The biopic’s domestic total now stands at roughly $282.8 million, with a global cume of $703.9 million, making it only the second film of 2026 to cross the $700 million mark worldwide after “The Super Mario Galaxy Movie.” It has already passed “Bohemian Rhapsody” ($216 million) to become the highest-grossing musical biopic in North America, though the Queen biopic still leads the genre globally with $911 million.

“Michael” opened on April 24 in the United States with $97 million domestically, a figure Variety described as the largest debut for a musical biopic, ahead of “Straight Outta Compton” ($60.2 million in 2015) and “Bohemian Rhapsody” ($51 million in 2018). IMAX accounted for $5.2 million of the film’s weekend take, bringing its premium-format total to more than $60 million globally.

“Obsession” Opens Above Projections

The weekend’s strongest new release was “Obsession,” the directorial debut from YouTube creator Curry Barker. Distributed by Focus Features and produced with Blumhouse, the horror film opened in third place with $16.1 million from 2,615 theaters, well above the $9 million to $12 million range projected by tracking services.

The film carried a reported production budget of $1 million, which Focus Features acquired out of the 2025 Toronto International Film Festival for a reported $14 million.

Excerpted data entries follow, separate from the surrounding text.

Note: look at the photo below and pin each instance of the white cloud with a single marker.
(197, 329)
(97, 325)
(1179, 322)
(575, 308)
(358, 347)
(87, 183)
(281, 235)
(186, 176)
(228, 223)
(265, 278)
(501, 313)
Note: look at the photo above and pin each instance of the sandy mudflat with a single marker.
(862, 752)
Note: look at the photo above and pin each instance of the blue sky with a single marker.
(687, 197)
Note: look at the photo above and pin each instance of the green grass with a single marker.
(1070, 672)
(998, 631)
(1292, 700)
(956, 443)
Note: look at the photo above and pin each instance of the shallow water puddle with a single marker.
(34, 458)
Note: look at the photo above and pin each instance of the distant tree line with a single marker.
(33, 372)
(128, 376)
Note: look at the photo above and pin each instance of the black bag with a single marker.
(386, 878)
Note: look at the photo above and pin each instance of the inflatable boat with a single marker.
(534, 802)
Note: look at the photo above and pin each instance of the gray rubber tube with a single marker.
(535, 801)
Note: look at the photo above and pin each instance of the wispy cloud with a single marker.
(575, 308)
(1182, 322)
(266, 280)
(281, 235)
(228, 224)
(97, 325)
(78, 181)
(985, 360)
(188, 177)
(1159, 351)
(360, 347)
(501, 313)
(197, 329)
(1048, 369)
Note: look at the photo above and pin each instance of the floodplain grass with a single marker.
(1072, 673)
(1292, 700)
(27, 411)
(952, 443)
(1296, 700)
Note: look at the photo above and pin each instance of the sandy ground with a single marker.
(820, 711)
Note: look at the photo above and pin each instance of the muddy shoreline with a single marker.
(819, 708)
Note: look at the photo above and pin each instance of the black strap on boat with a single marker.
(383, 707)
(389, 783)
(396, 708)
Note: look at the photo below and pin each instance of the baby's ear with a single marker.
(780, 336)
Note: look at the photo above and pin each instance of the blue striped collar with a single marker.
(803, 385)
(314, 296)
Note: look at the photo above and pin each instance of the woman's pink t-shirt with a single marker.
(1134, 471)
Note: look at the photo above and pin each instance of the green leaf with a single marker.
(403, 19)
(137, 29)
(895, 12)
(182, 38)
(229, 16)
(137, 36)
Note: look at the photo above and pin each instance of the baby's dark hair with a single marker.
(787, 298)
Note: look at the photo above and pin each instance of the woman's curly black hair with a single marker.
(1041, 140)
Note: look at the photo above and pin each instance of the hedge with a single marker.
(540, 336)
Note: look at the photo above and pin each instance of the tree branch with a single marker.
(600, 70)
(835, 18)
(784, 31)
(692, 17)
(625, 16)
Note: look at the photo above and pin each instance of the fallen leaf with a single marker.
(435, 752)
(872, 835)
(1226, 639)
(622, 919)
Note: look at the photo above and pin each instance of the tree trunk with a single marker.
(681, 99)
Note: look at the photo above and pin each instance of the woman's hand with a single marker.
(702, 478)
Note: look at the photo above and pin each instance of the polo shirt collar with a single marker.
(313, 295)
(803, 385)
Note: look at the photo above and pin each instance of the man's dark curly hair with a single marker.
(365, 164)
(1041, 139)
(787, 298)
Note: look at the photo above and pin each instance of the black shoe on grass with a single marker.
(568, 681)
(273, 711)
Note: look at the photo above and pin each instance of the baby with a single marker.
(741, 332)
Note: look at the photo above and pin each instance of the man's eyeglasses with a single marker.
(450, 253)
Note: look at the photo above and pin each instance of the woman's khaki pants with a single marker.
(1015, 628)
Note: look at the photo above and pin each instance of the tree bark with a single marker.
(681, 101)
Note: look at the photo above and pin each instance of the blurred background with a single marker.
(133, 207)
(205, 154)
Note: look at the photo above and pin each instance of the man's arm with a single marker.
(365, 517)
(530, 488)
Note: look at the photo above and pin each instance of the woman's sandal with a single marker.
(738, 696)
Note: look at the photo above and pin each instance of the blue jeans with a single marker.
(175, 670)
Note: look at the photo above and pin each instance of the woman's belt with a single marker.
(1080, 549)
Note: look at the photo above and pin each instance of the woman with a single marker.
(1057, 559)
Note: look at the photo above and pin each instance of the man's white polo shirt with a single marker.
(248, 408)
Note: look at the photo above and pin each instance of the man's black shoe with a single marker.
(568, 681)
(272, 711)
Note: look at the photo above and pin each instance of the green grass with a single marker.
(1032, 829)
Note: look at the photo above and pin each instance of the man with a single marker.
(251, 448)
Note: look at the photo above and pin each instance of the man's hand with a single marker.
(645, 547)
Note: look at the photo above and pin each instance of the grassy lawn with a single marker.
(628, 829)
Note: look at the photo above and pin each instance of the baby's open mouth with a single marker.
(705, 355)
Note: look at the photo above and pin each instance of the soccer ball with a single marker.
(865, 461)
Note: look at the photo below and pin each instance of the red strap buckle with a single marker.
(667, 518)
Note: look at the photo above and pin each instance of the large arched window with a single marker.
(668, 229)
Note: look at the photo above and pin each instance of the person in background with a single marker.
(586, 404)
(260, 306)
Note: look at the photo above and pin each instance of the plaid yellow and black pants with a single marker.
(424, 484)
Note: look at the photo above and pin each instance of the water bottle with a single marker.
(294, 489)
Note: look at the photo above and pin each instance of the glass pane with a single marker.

Industry observers noted that the opening represented a return on the acquisition cost in a single weekend, with marketing spend layered on top.

“Obsession” earned an A− CinemaScore from opening-night audiences and holds a 94% rating on Rotten Tomatoes from both critics and viewers. The A− grade is uncommon for the horror genre, where films typically land between B and C on CinemaScore exit polls.

Audience Demographics

Opening weekend audiences for “Obsession” skewed 59% male, with 40% falling in the 25 to 34 age bracket, according to Focus Features data cited by Variety and The Wrap. Roughly three-quarters of the audience was under 35. The turnout aligns with a demographic that has not been showing up in equal numbers for “The Devil Wears Prada 2” or “Michael.”

The film follows a hopeless romantic who breaks a magical artifact called the “One Wish Willow” to win the affection of his crush, only to face consequences when the wish is granted. Michael Johnston, Inde Navarrette, Cooper Tomlinson, Megan Lawless, and Andy Richter star.

The Rest of the Top 10

“The Devil Wears Prada 2” slid to second place with $18 million in its third weekend, after two consecutive frames at No. 1. The 20th Century Studios sequel has now earned $175.9 million in North America and $370 million internationally, bringing its global total to $546.2 million.

“Mortal Kombat II” dropped 66% in its second weekend to $13.4 million, finishing fourth. The Warner Bros./New Line video game adaptation has earned $62.2 million domestically and $101 million worldwide against an $80 million production budget. Amazon MGM’s family comedy “The Sheep Detectives,” featuring Hugh Jackman, rounded out the top five with $9.3 million in its second weekend, a 38% decline that pushed its domestic total above $29 million.

The bottom half of the top 10 included “The Super Mario Galaxy Movie,” “Project Hail Mary,” a re-release pairing “Top Gun” with “Top Gun: Maverick,” Guy Ritchie’s “In the Grey” with Henry Cavill and Jake Gyllenhaal at $3 million, and Amazon MGM’s “Is God Is” from playwright Aleshea Harris at $2.2 million from 1,510 locations.

Exhibitors are heading into one of the busier stretches of the calendar with overall ticket sales pacing 16% ahead of the same point in 2025, according to Comscore. The Memorial Day weekend will bring Disney’s “Star Wars: The Mandalorian and Grogu,” Paramount’s supernatural horror entry “Passenger” from director André Øvredal, and Neon’s crime comedy “I Love Boosters” from Boots Riley.